Pressemitteilung
PM 028/2012 „Grün-rote Agrarpolitik ist Gängelung statt Unterstützung“
Die Landwirtschaft steht vor großen Herausforderungen, denn der Strukturwandel schrei-tet auch in diesem Bereich weiter voran. Gerade in dieser Zeit brauchen die Bäuerinnen und Bauern deshalb ein hohes Maß an Verlässlichkeit und die Unterstützung des Landwirtschaftsministers.
„Die Landwirtschaft steht vor großen Herausforderungen, denn der Strukturwandel schreitet auch in diesem Bereich weiter voran. Gerade in dieser Zeit brauchen die Bäuerinnen und Bauern deshalb ein hohes Maß an Verlässlichkeit und die Unterstützung des Landwirtschaftsministers. Was sie aber nicht brauchen, ist ein Umbruchverbot, das nicht unerheblich in die Eigentumsrechte als Landbewirtschafter eingreift. Die Landwirte in Baden-Württemberg wissen selbst am besten um den Wert des artenreichen Grünlands für die Natur und die Kulturlandschaft und haben in der Vergangenheit bewiesen, dass sie die Bewirtschaftung ihrer Flächen mit der Unterstützung durch die vielfältigen Förderprogramme des Landes verantwortungsvoll wahrnehmen“, sagte der Vorsitzende der CDU-Landtagsfraktion, Peter Hauk MdL, am Freitag (3. Februar) beim Kreisbauerntag Enzkreis in Mühlacker.

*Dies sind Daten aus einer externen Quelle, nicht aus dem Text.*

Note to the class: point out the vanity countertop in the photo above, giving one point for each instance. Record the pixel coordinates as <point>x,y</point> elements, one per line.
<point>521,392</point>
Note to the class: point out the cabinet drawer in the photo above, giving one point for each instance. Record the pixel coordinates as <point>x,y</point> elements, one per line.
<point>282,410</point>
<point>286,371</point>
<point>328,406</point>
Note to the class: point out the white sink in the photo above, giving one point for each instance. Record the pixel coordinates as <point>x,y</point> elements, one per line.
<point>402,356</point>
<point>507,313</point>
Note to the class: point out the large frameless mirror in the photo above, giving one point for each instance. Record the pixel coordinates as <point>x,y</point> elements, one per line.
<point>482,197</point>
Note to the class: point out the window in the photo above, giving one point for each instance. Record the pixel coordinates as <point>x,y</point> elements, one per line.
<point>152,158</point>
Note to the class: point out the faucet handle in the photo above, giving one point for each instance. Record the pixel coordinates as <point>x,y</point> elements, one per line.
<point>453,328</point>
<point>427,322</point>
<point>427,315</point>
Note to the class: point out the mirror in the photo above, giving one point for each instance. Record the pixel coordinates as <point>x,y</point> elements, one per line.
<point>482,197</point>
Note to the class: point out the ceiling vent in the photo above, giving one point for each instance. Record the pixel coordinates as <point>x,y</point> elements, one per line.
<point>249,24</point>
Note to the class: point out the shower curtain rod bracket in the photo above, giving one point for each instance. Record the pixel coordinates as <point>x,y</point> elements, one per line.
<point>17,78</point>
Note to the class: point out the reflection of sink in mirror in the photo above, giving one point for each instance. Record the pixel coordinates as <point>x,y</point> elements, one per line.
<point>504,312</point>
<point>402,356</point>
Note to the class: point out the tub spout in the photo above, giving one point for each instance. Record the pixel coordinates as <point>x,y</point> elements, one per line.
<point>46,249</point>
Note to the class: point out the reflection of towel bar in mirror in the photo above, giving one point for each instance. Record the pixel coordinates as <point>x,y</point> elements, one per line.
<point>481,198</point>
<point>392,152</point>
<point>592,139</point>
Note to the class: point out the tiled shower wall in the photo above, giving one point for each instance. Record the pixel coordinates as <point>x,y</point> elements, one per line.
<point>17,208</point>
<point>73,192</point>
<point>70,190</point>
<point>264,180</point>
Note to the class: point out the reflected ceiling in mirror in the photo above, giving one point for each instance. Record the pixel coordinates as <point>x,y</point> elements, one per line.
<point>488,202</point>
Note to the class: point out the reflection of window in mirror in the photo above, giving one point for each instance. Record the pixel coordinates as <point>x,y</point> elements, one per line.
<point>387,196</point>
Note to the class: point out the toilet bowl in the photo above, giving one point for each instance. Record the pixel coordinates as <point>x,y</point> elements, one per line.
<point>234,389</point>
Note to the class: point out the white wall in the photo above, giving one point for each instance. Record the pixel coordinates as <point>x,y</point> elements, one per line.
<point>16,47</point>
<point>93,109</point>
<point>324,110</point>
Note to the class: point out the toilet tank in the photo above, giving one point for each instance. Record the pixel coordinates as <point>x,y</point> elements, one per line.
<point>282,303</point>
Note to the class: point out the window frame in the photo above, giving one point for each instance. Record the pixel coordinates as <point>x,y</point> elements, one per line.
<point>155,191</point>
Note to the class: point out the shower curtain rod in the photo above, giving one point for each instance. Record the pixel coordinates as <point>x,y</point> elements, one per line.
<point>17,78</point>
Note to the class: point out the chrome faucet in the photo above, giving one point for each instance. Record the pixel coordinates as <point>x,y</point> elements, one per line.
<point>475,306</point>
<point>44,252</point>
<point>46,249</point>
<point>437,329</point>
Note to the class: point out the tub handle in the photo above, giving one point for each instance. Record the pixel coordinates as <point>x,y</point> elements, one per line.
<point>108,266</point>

Unverantwortlich sei auch die Haltung der Landesregierung zum MEKA-Programm. „Die CDU hat immer bedarfsgerecht gefördert und das bei einem jährlichen Gesamtfördervolumen von 600 Millionen Euro. Durch unsere vorausschauende und nachhaltige Mittelvergabe sind keine EU-Gelder verloren gegangen. Die Mittel kamen in vollem Umfang unseren Betrieben zu Gute“, erklärte Hauk. Eine umweltfreundliche Landbewirtschaftung finde nicht nur auf der Wiese, sondern auch auf dem Acker statt. Beides müsse honoriert werden.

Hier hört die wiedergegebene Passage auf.